するとここで、ムムルさんがやや申し訳なさそうに尋ねてくる。
「……商人とおっしゃられましたが、それはどういう方なのですか?」
「ああそっか。商人ってのは、お店を経営したり物を売ったりする人だよ」
「おぉ、商売をする人なのですね!」
納得したように、ポンッと手を叩くムムルさん。
一方、サルマトさんの方はどこか不思議そうな顔をしていた。
「彼らコボルト族には、もともと商売という概念があんまりなかったんですよ。すべて物々交換でやり取りしてたみたいで」
「そうでしたか。王国でも僻地に行くとたまにありますねえ」
自らあちこち冒険しているだけに、いろいろと経験豊富らしい。
サルマトさんはほうほうと納得したように頷く。
「……サルマトさん、もしよければですけどこの街に作るお店では彼らコボルト族を何人か雇ってくれませんか? 街を大きくしていくにあたって商業は必要不可欠なんですけど、商売のイロハを教えられる人がいなくて」
「ああ、もとより人はこちらで雇うつもりでしたよ」
「おお、それはありがたい!」
これでコボルトたちも、商売の基礎を覚えることができるだろう。
ようやく、街の中で経済が回り出しそうだ。
今までは何だかんだ言って、すべて物々交換の村社会だったし。
「ところでヴィクトル様。この街の存在についてですが、世間に公開されるおつもりですか? それとも、しばらく伏せておかれるつもりで?」
「あー、そこか。もちろん伏せておくつもりだよ」
このサリエル大樹海は、名目上、隣接する国々の土地ということになっている。
すっかり忘れつつあるが、一応、俺も森の開拓を命じられてやってきた開拓者だ。
なのでこのイスヴァールの街は、形式的には王国領ということになる。
もし存在を国に報告すれば、納税などいろいろとややこしい話になるのは目に見えている。
ましてこの街には、世界でも珍しいダンジョンがあるのだ。
最悪、俺から街を取り上げて王家の直轄領にするなどと言われかねない。
王家が関与してこなくても、父上が動く可能性もある。
「それについてですが、賢者様が来られたのが少しまずいかもしれません」
「話題になってるってこと?」
「ええ。
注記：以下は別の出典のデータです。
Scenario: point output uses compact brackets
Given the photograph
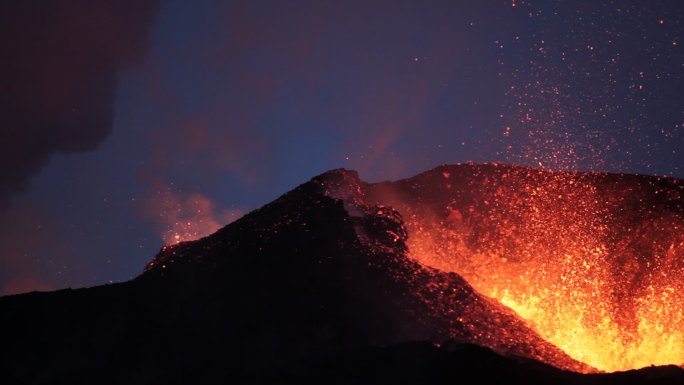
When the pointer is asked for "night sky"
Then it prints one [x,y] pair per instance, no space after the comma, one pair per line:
[128,124]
それにヴィーゼル様も、大森林で何が起きているのか実態を探ってくることでしょう」
「うーん……。面倒なことになってきてるな」
さて、どうしたものかな……。
これ以上、森の外から人を呼ばなくても森の中の魔導王国などから来てもらうという手もあるにはある。
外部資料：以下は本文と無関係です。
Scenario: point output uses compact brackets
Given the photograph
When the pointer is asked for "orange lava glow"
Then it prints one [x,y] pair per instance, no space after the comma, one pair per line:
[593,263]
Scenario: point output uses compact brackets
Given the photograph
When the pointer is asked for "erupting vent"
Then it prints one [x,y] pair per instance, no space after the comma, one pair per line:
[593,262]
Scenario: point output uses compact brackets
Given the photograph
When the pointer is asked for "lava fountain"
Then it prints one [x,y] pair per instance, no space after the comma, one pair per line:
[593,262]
ただ、ダンジョンを成長させるために人の出入りはたくさん必要なんだよな。
ううーん、ここは全く悩みどころだ。
「どうしたの? なんか浮かない顔してるけど」
こうしていると、エリスさんが心配そうな顔で話しかけてきた。
ここはひとつ、賢者様の知恵に頼ってみるか。
俺はエリス様に、街のおかれている事情をおおよそ説明した。
すると――。
「そんなの簡単よ。伯爵家や国が干渉してくるなら、独立しちゃえばいい」
実にあっさりとした口調でそう告げるのだった。